Twitter Thread Extractor
Expert workflow for extracting Twitter/X threads into clean, well-formatted markdown files using browser automation.
Prerequisites
This skill requires the Playwright MCP server for browser automation.
Verify MCP Availability
Before starting extraction, verify Playwright MCP is available:
- Check if
mcp__playwright__browser_navigatetool exists - If not available, inform user gracefully:
"This skill requires the Playwright MCP server for browser automation. Please ensure the Playwright MCP is configured and running, then try again."

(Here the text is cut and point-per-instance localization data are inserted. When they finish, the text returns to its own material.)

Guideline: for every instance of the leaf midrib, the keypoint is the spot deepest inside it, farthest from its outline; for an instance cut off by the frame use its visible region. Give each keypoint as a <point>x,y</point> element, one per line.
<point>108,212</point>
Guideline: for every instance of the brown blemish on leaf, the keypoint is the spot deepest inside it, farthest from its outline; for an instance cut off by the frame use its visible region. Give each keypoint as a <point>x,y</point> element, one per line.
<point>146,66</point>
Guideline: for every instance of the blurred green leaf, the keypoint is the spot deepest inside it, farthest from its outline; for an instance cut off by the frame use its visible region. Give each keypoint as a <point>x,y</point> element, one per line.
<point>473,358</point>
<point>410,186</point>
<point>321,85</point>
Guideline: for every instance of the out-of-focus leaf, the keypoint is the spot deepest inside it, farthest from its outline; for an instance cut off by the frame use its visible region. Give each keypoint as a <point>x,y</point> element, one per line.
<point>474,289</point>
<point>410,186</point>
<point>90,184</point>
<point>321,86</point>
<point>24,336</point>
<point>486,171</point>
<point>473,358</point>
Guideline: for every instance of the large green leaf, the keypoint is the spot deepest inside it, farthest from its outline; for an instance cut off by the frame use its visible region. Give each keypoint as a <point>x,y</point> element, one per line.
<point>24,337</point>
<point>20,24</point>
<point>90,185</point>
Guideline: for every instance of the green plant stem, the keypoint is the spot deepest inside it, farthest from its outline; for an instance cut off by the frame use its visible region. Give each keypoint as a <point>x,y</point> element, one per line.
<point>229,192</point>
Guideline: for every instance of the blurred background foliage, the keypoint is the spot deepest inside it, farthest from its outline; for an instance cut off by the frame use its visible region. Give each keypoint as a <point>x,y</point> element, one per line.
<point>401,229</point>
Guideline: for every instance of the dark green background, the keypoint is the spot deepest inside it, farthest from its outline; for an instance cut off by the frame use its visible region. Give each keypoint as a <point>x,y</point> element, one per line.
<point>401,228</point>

- Do NOT proceed with extraction if MCP is unavailable
Overview
Extract complete Twitter threads with all content (including truncated tweets) and save them as structured markdown files. This skill handles the complete workflow from opening the browser to generating the final markdown document.
Core Workflow
Step 1: Initialize and Navigate
-
Create a todo list to track the extraction process:
- Open browser and navigate to the tweet URL
- Wait for user to log in (if needed)
- Extract and expand all tweets in thread
- Save all content to .md file
-
Open the browser and navigate to the provided Twitter/X URL using
mcp__playwright__browser_navigate -
Take a snapshot using
mcp__playwright__browser_snapshotto verify the page loaded
Step 2: User Login Check
Check the page snapshot for login status:
- If the user is already logged in (profile visible), proceed immediately
- If login is required, inform the user and wait for login completion
- Update the todo list to mark the login step as completed once verified
Step 3: Extract Thread Content
-
Identify all tweets in the thread from the page snapshot
- Look for article elements containing tweet content
- Note which tweets have "Show more" buttons (truncated content)
-
Create the initial markdown file with:
- Thread title/topic
- Author information (@username)
- Date
- Source URL
- Introduction section
-
Systematically expand ALL truncated tweets:
- For each tweet with a "Show more" button, click it using
mcp__playwright__browser_click - Use the element reference from the snapshot
- After each click, verify that the content expanded
- Extract the full content after expansion
- For each tweet with a "Show more" button, click it using
-
Identify and note any attached media:
- Check for images, videos, or embedded content in each tweet
- Note the presence and type of media (e.g., "Image", "Video", "Embedded video")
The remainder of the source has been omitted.